FINDING YOUR CAREER ECONOMY

Posted Oct 2, 2013 by Andy Johns

Over the last couple of years I’ve met a lot of people who work in the startup world. A considerable number of the connections I’ve made stem from introductions from friends/colleagues or somewhat circuitously by way of stuff I’ve written on other sites. For example, in September of 2012 I wrote an answer on Quora where I shared my perspective on what it took to work effectively alongside people more intelligent than I am. Since that time my answer has received over 1,200 votes. When I wrote that answer I was shooting from the hip. I actually wrote it while at work. I expected it might get a few votes, but not that many.

After writing that answer I met with a few people who contacted me directly via Quora to ask me a bit more about how I navigated my career. I was able to be more nuanced in my discussion with them in person than I was via my Quora answer and I thought I’d share some of that nuance.

An Economy as a Metaphor for Career Strategy

What I wrote about in my Quora answer was that failure and unhappiness was a certain outcome of trying to be something you’re not. Everyone has their inherent strengths and weaknesses. I’m of the camp that believes that people should focus most on playing to their strengths and to align their strengths with a role that requires them to use their strengths regularly. That’s the gist of my answer to that question on Quora. I think that’s just one part of career success though.

In addition to finding work that leverages your strengths, you should think strategically about the career moves you make. What you should do is think strategically about the skills you develop and how those skills can preempt an increase in demand for those skills within the job economy. Then, as the demand for those skills flood the market, you’re in the pole position to leverage your supply of that skill to use the career economy in your favor. Let me be more specific with my own experience.

Placing a Bet

When I decided to leave Facebook I had only been there for 2 years. I was recently promoted and received a 50% salary increase, a cash bonus, and 15% more stock. I was pretty damn happy, predominantly because I felt valued by the company. I went home that day and did one of these in the front yard of my house:

Three months later though I left the company. I left despite the money and the sureness of Facebook’s success. I left because I saw an opportunity that I hoped had greater potential for long-term career outcome. Let me explain why.
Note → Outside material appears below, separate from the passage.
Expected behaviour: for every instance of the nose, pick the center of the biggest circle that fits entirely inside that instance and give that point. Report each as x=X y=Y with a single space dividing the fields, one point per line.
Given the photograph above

I worked on the Growth team at Facebook. We were responsible for figuring out how to get more active users on Facebook. It was a first of it’s kind. No consumer internet company had ever had a Growth team. Our team crushed it and produced tremendous value for the company. While working on that team I had an epiphany. More consumer internet startups needed a Growth team because not enough companies had a pragmatic approach to growing more efficiently and reliably. I could either stay at Facebook and earn more promotions over time and make some solid cash off of the equity. Or I could leave to attempt to build more growth teams at more companies. What I eventually decided was that I wanted to be the person responsible for bringing Growth teams to more companies.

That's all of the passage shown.